[RFC PATCH V7 10/10] drm/xe/cri: Add sysfs interface for bad gpu vram pages

public inbox for intel-xe@lists.freedesktop.org
 help / color / mirror / Atom feed

From: Tejas Upadhyay <tejas.upadhyay@intel.com>
To: intel-xe@lists.freedesktop.org
Cc: matthew.auld@intel.com, matthew.brost@intel.com,
	thomas.hellstrom@linux.intel.com,
	himal.prasad.ghimiray@intel.com,
	Tejas Upadhyay <tejas.upadhyay@intel.com>
Subject: [RFC PATCH V7 10/10] drm/xe/cri: Add sysfs interface for bad gpu vram pages
Date: Thu, 16 Apr 2026 13:19:59 +0530	[thread overview]
Message-ID: <20260416074958.3722666-22-tejas.upadhyay@intel.com> (raw)
In-Reply-To: <20260416074958.3722666-12-tejas.upadhyay@intel.com>

Starting CRI, Include a sysfs interface designed to expose information
about bad VRAM pages—those identified as having hardware faults
(e.g., ECC errors). This interface allows userspace tools and
administrators to monitor the health of the GPU's local memory and
track the status of page retirement.To get details on bad gpu vram
pages can be found under /sys/bus/pci/devices/bdf/vram_bad_pages.

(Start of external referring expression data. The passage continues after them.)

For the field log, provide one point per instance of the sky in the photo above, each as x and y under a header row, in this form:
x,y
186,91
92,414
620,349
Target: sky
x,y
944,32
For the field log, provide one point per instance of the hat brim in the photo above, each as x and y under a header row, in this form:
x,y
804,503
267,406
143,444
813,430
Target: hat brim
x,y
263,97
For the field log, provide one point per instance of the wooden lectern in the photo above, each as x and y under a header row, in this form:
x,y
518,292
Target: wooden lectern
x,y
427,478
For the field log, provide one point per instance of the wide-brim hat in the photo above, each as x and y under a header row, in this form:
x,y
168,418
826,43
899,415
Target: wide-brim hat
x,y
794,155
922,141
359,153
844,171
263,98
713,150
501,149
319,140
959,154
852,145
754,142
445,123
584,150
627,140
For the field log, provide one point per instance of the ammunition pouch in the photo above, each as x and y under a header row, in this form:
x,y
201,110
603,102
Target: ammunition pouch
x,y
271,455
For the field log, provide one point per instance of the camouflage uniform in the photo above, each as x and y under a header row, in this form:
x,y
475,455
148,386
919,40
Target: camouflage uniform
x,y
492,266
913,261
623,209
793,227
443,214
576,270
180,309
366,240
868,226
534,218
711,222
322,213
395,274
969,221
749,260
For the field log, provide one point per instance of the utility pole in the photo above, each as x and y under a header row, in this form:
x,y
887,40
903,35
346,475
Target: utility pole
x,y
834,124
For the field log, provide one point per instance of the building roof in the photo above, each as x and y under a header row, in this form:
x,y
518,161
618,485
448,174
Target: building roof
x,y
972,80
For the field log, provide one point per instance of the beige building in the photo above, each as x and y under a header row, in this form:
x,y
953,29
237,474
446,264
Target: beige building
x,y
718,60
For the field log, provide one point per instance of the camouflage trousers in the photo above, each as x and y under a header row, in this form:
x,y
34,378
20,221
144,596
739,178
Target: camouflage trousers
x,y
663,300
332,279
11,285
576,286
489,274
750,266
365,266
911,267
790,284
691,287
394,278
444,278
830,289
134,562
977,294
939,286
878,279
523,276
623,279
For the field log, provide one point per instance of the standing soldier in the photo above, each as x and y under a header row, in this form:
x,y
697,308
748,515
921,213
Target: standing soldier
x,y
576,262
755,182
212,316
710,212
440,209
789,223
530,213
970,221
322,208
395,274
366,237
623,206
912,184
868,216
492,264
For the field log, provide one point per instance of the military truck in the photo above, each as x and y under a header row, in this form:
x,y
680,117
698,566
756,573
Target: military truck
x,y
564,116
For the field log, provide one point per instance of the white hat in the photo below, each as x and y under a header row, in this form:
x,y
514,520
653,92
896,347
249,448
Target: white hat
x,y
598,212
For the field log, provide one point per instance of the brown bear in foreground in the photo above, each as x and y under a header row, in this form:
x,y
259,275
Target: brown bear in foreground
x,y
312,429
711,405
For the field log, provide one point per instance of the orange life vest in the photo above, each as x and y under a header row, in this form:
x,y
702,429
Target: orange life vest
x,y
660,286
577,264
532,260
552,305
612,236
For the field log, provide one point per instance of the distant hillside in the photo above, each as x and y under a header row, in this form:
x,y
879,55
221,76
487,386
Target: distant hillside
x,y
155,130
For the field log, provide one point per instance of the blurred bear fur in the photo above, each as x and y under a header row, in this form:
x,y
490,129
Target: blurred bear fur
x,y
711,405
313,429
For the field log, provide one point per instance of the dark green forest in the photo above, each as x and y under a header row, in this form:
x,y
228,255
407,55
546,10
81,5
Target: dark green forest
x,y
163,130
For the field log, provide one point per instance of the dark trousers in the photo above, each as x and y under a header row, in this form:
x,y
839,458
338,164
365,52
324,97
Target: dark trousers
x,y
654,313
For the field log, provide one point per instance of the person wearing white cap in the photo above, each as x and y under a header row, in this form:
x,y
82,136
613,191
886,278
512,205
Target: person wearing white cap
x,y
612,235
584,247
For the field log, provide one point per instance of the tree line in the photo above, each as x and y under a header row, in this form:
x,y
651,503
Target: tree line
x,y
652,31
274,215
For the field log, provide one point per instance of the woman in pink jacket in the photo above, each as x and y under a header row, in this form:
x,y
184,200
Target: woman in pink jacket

Where The format is, pfn : gpu page size : flags

flags:
R: reserved, this gpu page is reserved.
P: pending for reserve, this gpu page is marked as bad, will be reserved
   in next window of page_reserve.
F: unable to reserve. this gpu page can’t be reserved due to some reasons.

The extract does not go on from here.